“Protein insight into spread of vCJD to brain,” BBC News (2011)

http://www.bbc.co.uk/news/uk-scotland-edinburgh-east-fife-15988283

Scientists have discovered that blocking the production of proteins in the immune system could prevent the spread of a disease that destroys nerve cells.

Researchers at Edinburgh University’s Roslin Institute said vCJD occurs when proteins known as prions accumulate in the spleen, lymph nodes and tonsils.

They then spread to the brain, causing a disease that can destroy nerve cells.

The study could lead to treatments to stop vCJD spreading to the brain.

The team said a study showed that blocking the production of a protein, PrPC, in one type of immune cell could stop the spread of prions.

Stopping these cells from expressing this protein did not affect the regular function of the immune system, they said.

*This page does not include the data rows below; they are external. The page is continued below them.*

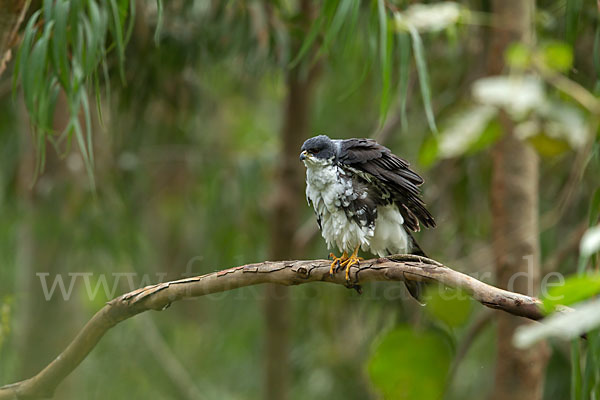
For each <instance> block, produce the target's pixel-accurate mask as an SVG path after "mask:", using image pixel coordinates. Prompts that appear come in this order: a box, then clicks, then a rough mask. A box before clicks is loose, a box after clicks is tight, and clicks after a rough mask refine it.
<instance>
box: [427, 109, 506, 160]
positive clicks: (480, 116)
mask: <svg viewBox="0 0 600 400" xmlns="http://www.w3.org/2000/svg"><path fill="white" fill-rule="evenodd" d="M496 114H497V109H496V108H495V107H491V106H482V105H475V106H471V107H468V108H466V109H464V110H461V111H460V112H458V113H455V114H454V115H453V116H452V117H451V118H450V119H449V120H448V121H447V122H446V123H445V126H444V128H443V129H442V131H441V132H440V137H439V154H440V156H441V157H443V158H451V157H458V156H460V155H463V154H465V153H466V152H467V151H469V150H472V149H473V146H474V145H475V144H476V142H477V141H478V140H479V138H480V137H481V135H482V134H483V133H484V132H485V128H486V126H488V124H489V123H490V121H491V120H492V118H494V117H495V116H496ZM490 133H495V132H490ZM486 139H488V140H489V141H490V142H492V141H493V140H494V139H495V137H493V138H492V137H489V136H488V137H486ZM481 144H485V143H481ZM480 148H483V146H480Z"/></svg>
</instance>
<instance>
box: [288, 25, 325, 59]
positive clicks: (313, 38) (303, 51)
mask: <svg viewBox="0 0 600 400" xmlns="http://www.w3.org/2000/svg"><path fill="white" fill-rule="evenodd" d="M322 24H323V14H319V16H318V17H317V18H316V19H315V21H314V22H313V24H312V26H311V27H310V30H309V31H308V34H307V35H306V38H305V39H304V41H303V42H302V46H300V51H299V52H298V54H297V55H296V57H295V58H294V59H293V60H292V61H291V62H290V68H294V67H295V66H296V65H298V63H299V62H300V60H302V58H304V56H305V55H306V53H307V52H308V50H310V48H311V46H312V44H313V43H314V41H315V39H316V38H317V35H318V34H319V32H320V31H321V25H322Z"/></svg>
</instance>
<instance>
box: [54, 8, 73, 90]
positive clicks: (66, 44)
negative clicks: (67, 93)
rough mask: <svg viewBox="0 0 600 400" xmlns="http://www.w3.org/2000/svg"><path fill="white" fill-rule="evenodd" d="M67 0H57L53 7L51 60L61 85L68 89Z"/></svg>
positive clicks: (57, 76) (56, 74) (67, 42)
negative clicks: (51, 60)
mask: <svg viewBox="0 0 600 400" xmlns="http://www.w3.org/2000/svg"><path fill="white" fill-rule="evenodd" d="M69 6H70V2H68V1H58V2H56V5H55V7H54V35H53V37H52V42H51V43H52V61H53V65H54V69H55V71H56V75H57V77H58V79H59V81H60V83H61V85H62V86H63V87H64V88H65V90H68V85H69V59H68V55H67V46H68V40H67V20H68V17H69Z"/></svg>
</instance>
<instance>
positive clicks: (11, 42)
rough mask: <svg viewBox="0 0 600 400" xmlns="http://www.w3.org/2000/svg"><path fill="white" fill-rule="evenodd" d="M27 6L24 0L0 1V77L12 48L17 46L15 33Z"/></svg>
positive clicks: (10, 54)
mask: <svg viewBox="0 0 600 400" xmlns="http://www.w3.org/2000/svg"><path fill="white" fill-rule="evenodd" d="M28 6H29V2H28V1H26V0H17V1H15V0H0V75H2V72H4V70H5V69H6V64H7V63H8V62H9V61H10V59H11V55H12V48H13V47H15V46H16V45H17V42H18V34H17V32H18V30H19V26H21V22H23V18H25V13H26V12H27V7H28Z"/></svg>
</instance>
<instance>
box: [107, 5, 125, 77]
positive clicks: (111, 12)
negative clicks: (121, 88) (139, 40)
mask: <svg viewBox="0 0 600 400" xmlns="http://www.w3.org/2000/svg"><path fill="white" fill-rule="evenodd" d="M108 2H109V4H110V11H111V14H112V21H111V23H110V24H109V26H110V28H111V32H112V34H113V40H114V41H115V44H116V46H117V57H118V59H119V75H120V76H121V81H122V82H123V83H125V67H124V63H125V44H124V40H123V27H122V26H121V18H120V17H119V8H118V6H117V2H116V0H108Z"/></svg>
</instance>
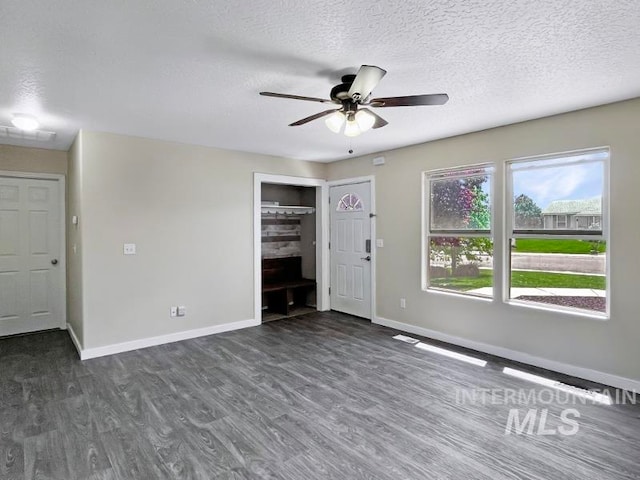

The researchers found that when the follicular dendritic cells expressed PrPC, prions were able to replicate on the surface of these cells and spread throughout the body.

However, when the cells were prevented from producing PrPC, the prions were not able to multiply and were destroyed by other cells in the immune system.

The study, funded by the Biotechnology and Biological Sciences Research Council (BBSRC), has been published in the PLoS Pathogens journal.

Scientists said that any treatments would only be viable if the condition was diagnosed in its early stages.

 

“Follicular dendritic cell-specific prion protein (PrPc) expression alone is sufficient to sustain prion infection in the spleen,” McCulloch et al., PLoS Pathogens (2011)

http://www.plospathogens.org/article/info%3Adoi%2F10.1371%2Fjournal.ppat.1002402

Following peripheral exposure high levels of prion-specific PrPSc accumulate first upon follicular dendritic cells (FDC) in lymphoid tissues before spreading to the CNS. Expression of PrPC is mandatory for cells to sustain prion infection and FDC appear to express high levels. However, whether FDC actively replicate prions or simply acquire them from other infected cells is uncertain. In the attempts to-date to establish the role of FDC in prion pathogenesis it was not possible to dissociate the Prnp expression of FDC from that of the nervous system and all other non-haematopoietic lineages. This is important as FDC may simply acquire prions after synthesis by other infected cells. To establish the role of FDC in prion pathogenesis transgenic mice were created in which PrPC expression was specifically “switched on” or “off” only on FDC. We show that PrPC-expression only on FDC is sufficient to sustain prion replication in the spleen. Furthermore, prion replication is blocked in the spleen when PrPC-expression is specifically ablated only on FDC. These data definitively demonstrate that FDC are the essential sites of prion replication in lymphoid tissues. The demonstration that Prnp-ablation only on FDC blocked splenic prion accumulation without apparent consequences for FDC status represents a novel opportunity to prevent neuroinvasion by modulation of PrPC expression on FDC.